81. “Hiroshima mon Amour”, Alain Resnais (1959)

Part of The 100 Greatest Movies I’ve Ever Seen list.

Hiroshima mon Amour

Hiroshima mon Amour aka Hiroshima My Love

dir. Alain Resnais (1959) scr. Marguerite Duras cin. Michio Takahashi and Sacha Vierny with Emmanuelle Riva and Eiji Okada

In 100 words: Memory and the act of remembering are the main concerns of this French New Wave classic, opening with an incredible montage of newsreel, recreations, and documentary footage of Hiroshima juxtaposed with shots of two embracing bodies, first covered in ashes, then in sweat. She and He discuss the nature of memory, especially trauma, how one inhabits or experiences them and how one forgets them. That these conversations all play out amidst a credible dissolution of a love affair is Duras’s power. That these are presented with stunning imagery, ingenious editing, and sinuous music akin to reliving memories is Resnais’ gift.
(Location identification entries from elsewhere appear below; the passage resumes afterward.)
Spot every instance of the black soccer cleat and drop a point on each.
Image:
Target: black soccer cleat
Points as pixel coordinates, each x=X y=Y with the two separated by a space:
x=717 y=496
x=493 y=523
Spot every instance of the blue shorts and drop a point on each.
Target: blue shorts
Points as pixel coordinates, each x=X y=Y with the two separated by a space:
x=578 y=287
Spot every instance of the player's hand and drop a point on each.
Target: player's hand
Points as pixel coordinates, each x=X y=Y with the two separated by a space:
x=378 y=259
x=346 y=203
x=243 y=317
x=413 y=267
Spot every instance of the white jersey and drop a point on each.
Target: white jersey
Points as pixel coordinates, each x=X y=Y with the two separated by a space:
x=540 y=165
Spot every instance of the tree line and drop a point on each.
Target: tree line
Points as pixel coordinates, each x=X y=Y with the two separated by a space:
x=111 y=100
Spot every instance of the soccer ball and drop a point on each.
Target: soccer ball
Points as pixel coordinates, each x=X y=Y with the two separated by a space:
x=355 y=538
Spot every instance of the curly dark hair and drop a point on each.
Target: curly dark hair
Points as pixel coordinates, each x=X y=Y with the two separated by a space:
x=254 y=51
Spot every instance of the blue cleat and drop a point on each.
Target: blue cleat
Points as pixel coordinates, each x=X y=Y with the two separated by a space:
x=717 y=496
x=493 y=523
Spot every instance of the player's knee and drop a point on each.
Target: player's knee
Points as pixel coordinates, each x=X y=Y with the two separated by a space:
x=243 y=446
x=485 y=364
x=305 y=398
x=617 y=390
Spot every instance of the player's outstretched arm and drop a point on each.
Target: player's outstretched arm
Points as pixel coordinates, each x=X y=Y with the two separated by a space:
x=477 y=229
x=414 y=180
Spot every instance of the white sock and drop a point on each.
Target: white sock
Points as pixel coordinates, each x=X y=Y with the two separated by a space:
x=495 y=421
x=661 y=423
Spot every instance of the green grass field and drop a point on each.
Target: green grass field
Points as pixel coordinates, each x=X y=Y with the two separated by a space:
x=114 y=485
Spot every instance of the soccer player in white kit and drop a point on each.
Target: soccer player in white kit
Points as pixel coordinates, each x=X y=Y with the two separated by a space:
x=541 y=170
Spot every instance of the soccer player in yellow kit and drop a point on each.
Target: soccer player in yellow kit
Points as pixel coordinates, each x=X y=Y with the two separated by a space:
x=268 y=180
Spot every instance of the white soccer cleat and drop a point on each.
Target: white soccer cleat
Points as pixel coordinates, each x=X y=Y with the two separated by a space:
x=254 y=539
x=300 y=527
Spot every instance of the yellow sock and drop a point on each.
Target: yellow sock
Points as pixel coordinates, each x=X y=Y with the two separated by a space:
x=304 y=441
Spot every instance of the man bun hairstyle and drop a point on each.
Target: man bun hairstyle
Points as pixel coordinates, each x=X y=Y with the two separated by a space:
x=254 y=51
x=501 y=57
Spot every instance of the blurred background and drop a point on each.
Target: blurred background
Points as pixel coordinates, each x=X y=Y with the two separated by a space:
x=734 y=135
Other Movies for Context: Resnais has a fascinating and long filmography, but I’ve seen three other works from him: the incredible and important documentary Night and Fog (1955) about the Holocaust, Last Year in Marienbad (1961), which gave me a headache, and Mon oncle d’Amerique (1980), which was great but felt like a dream. In terms of the subject matter, the only other definitive Hiroshima movie I can think of is Shohei Imamura’s Black Rain (1988), which plays out more like a straight-up drama, but with heightened and lurid flashback scenes that recall Resnais’s film.